Cinq familles d’Égypte affirment que les actions de l’ASFC sont alimentées par « l’islamophobie » et les informations fournies par le gouvernement égyptien, ce qui conduit le Canada à refuser la protection et à causer de graves « détresse et traumatisme ».
Davies a déclaré dans une déclaration écrite que l’ASFC était profondément injuste, car elle « abuse » de la Loi sur l’immigration et la protection des réfugiés pour refuser la protection « sur la seule base » des liens des demandeurs avec un parti politique.
« Nous exhortons le gouvernement à veiller à ce que le Canada demeure un lieu d’accueil pour les réfugiés, en particulier pour ceux qui défendent la démocratie dans leur propre pays », a déclaré Davies.
L’ASFC n’a pas immédiatement commenté la situation des demandeurs d’asile.
La Loi sur l’immigration et la protection des réfugiés permet au Canada de déclarer un demandeur d’asile interdit de territoire s’il existe des motifs raisonnables de croire que l’individu peut avoir « commis un acte de subversion contre un gouvernement, une institution ou un processus démocratique tel qu’il est compris au Canada » ou dans le terrorisme.
Le Parti de la liberté et de la justice a été dissous par un tribunal égyptien en 2014 pour son affiliation aux Frères musulmans, le plus ancien mouvement islamiste du pays.
En 2013, Abdel Fattah el-Sissi était ministre de la Défense et commandant de l’armée égyptienne lorsqu’il a dirigé le renversement du président de l’époque Mohamed Morsi, qui était membre à la fois du Parti de la liberté et de la justice et des Frères musulmans.
Le gouvernement de Sissi a depuis qualifié les Frères musulmans d’organisation terroriste et a sévèrement réprimé ses membres. Ses membres faisaient partie des 14 militants condamnés à des peines de prison en mars, après ce qu’Amnesty International a qualifié de violation de leur droit à un procès équitable.
Elserfy a déclaré qu’on lui avait demandé de rejoindre le Parti de la liberté et de la justice dans son rôle de militant syndical et qu’il n’était pas actif au sein du parti.
Il a déclaré que les autorités égyptiennes avaient tenté de le forcer à approuver le gouvernement de Sissi en 2013 et avaient tenté de l’arrêter à plusieurs reprises après son refus, forçant la famille à échapper aux autorités égyptiennes à plusieurs reprises avant de déménager au Canada.
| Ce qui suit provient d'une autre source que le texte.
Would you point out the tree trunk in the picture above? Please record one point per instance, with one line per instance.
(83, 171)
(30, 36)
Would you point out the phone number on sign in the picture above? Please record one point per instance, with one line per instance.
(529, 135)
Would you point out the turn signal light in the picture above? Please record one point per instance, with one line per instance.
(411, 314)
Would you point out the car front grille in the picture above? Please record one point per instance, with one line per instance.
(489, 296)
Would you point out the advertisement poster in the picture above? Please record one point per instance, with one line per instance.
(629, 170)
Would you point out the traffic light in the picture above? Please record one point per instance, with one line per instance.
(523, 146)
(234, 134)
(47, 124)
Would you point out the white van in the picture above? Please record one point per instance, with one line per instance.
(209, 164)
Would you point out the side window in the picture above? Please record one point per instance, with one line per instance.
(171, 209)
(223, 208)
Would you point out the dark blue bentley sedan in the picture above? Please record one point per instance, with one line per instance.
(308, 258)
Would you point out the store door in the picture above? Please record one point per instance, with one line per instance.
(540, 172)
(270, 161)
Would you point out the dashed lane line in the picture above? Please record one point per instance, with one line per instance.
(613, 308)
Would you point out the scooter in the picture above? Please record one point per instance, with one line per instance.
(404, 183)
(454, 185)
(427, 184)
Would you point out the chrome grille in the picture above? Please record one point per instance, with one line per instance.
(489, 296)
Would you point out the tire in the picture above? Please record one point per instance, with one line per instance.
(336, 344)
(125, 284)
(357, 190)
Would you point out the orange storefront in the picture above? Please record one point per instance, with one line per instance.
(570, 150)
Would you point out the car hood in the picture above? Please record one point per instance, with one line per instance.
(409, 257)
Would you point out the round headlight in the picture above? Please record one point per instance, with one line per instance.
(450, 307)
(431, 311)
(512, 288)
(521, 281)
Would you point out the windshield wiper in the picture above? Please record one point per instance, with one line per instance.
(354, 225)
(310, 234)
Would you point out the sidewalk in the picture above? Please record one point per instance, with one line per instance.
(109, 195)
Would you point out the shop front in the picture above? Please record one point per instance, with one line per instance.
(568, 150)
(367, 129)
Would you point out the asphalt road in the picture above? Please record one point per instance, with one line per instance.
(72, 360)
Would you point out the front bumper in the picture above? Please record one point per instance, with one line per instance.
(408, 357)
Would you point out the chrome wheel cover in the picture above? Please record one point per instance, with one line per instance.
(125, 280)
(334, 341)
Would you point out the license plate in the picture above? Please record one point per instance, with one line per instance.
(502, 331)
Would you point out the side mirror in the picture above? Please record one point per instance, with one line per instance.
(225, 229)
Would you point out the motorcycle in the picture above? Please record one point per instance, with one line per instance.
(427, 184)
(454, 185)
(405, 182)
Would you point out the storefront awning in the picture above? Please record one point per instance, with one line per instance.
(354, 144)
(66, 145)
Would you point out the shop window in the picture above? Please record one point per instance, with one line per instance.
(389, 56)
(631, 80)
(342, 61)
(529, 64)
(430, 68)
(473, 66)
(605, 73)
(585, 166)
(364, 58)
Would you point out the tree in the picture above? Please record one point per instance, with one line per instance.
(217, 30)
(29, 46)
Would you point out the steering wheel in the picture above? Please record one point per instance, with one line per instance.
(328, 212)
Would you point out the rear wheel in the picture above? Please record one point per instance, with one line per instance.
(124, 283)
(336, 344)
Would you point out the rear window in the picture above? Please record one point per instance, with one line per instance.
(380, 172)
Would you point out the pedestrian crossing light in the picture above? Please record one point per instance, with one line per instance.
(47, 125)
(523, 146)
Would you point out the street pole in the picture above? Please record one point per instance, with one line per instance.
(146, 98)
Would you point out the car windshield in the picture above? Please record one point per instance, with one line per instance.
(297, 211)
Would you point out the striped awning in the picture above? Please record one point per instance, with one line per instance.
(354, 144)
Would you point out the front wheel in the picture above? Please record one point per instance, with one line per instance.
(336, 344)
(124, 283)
Elserfy a déclaré avoir reçu une approbation préliminaire pour sa demande de statut de réfugié en mars 2019, lorsqu’un agent de l’ASFC est intervenu et a mené une entrevue.
« Toute sa discussion portait sur (mon) adhésion au Parti de la liberté et de la justice et sur la tentative de s’enquérir de la relation entre le parti et les Frères musulmans », a-t-il déclaré.
L’agent de l’ASFC a ensuite contesté l’admissibilité d’Elserfy et de sa femme en novembre 2019 et juin 2021, respectivement. Elserfy a déclaré n’avoir reçu aucune mise à jour sur son statut depuis la dernière audience sur l’affaire en novembre 2021.
Les trois enfants d’Elserfy ont obtenu le statut de réfugié en mars 2022, mais le processus de vérification de l’ASFC a été si intense qu’un enfant a développé des pensées suicidaires, a-t-il déclaré.
« Juste en voyant la vie de ma famille s’effondrer, je ne sais plus quoi faire pour eux », a déclaré Elserfy. « Personnellement, je suis soumis à tellement de pressions financières et de santé mentale que c’est devenu insupportable. »
Davies a déclaré qu’il avait soumis des lettres à la Commission de l’immigration et du statut de réfugié du Canada et au bureau du ministre fédéral de la Sécurité publique, Marco Mendicino, sur la question.
« Le (comité des réfugiés) a la responsabilité de veiller à ce que les réfugiés qui viennent dans le pays en quête de protection soient traités avec dignité et respect », a déclaré Davies dans sa lettre à Mendicino. « Cela implique de s’assurer qu’ils ne sont pas soumis à de longues périodes d’incertitude et d’insécurité, qui peuvent avoir un impact dévastateur sur leur santé mentale et leur bien-être. »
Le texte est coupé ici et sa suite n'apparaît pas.